Sticking with the commodity theme, oil was in a league of its own as it rallied to its highest mark in almost one year. It was reported that OPEC lowered its 2021 oil demand forecast to 5.6 million barrels per day (BPD) from 5.9 BDP, at the same time, the body predicted that stockpiles will fall below their five year average in June. Even though it was a mixed update from the group of oil producers, dealers latched onto the inventory forecast.                 

Overnight the Caixin survey of Chinese services was posted. The January reading was 52, the slowest rate of expansion in nine months. It missed the 55.5 consensus estimate. Stock markets in the Far East are mixed, equities in mainland China are holding up well considering the services report. European stocks are on track for a higher start.

Between 8.15am (UK time) and 9.30am (UK time) the largest economies of Europe will release their latest services data. The Spanish, Italian, French, German and the UK readings are expected to be 45.3, 39.5, 46.5, 46.8, and 38.8 respectively.

The eurozone CPI level is expected to swing from -0.3% in December to 0.5% in January. The core CPI reading is considered to be a better measure of underlying demand as it strips out volatile components like commodities. It is tipped to jump from 0.2% in 0.9%. Should the core update undergo a big increase, it could suggest that actual demand is on the rise. The reports will be posted at 10am (UK time).

At 1.15pm (UK time), the US ADP private employment report will be posted and the consensus estimate is for 49,000 jobs to have been added in January. December’s reading was -123,000, the first negative report in seven months. On Monday, the employment component of the US ISM manufacturing update ticked up from 51.7 to 52.6 in January, even though the headline reading cooled to 58.7, from 60.5. It would suggest that manufacturing firms are feeling more confident in hiring, even if the overall mood has mellowed a little.

The US services PMI reading for last month is expected to be 57.4. It will be announced at 2.45pm (UK time). Shortly afterward, the US ISM non-manufacturing report will be revealed. Economists are expecting 56.8, which would be a dip from December’s 57.7. Services account for approximately 70% of US GDP so the updates will be closely watched. Earlier this week, the ISM manufacturing report revealed interesting goings-on within the sector. The prices paid metric rose but at the same time, the new orders level fell. It could be an early warning that demand is dipping but costs are rising – this would not be a good combination.  

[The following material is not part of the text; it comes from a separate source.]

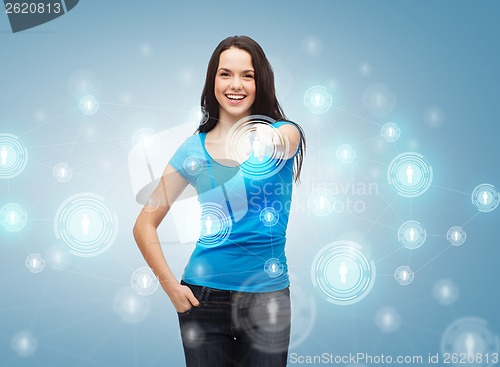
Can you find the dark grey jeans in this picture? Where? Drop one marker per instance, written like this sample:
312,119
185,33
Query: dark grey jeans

The Energy Information Administration report is expected to show that US oil and gasoline inventories increased by 446,000 barrels and 1.13 million barrels respectively, details will be posted at 3.30pm (UK time).

OPEC+ is discussing future production plans and no adjustments are expected to be made.       

EUR/USD – while it holds below the 50 day moving average at 1.2135, the outlook should remain bearish. 1.2000 or 1.1923 could act as support. If the broader uptrend continues it could retest 1.2349

GBP/USD – since late September it has been in an uptrend, last week it hit a 33 month high. If the positive move continues, it could target 1.4000. A pullback might find support at 1.3521, the 50-day moving average.   

EUR/GBP – has been in a downtrend since mid-December and further losses might target 0.8800 or 0.8670. A rally from here could see it hit 0.8994, the 200-day moving average.   

USD/JPY – since early January it has been moving higher and yesterday it hit an 11 week high. While it holds above the 50-day moving average at 103.88, the bullish trend should continue and it might bring 106.00 into play. A move back through 103.88, could see it target 102.59.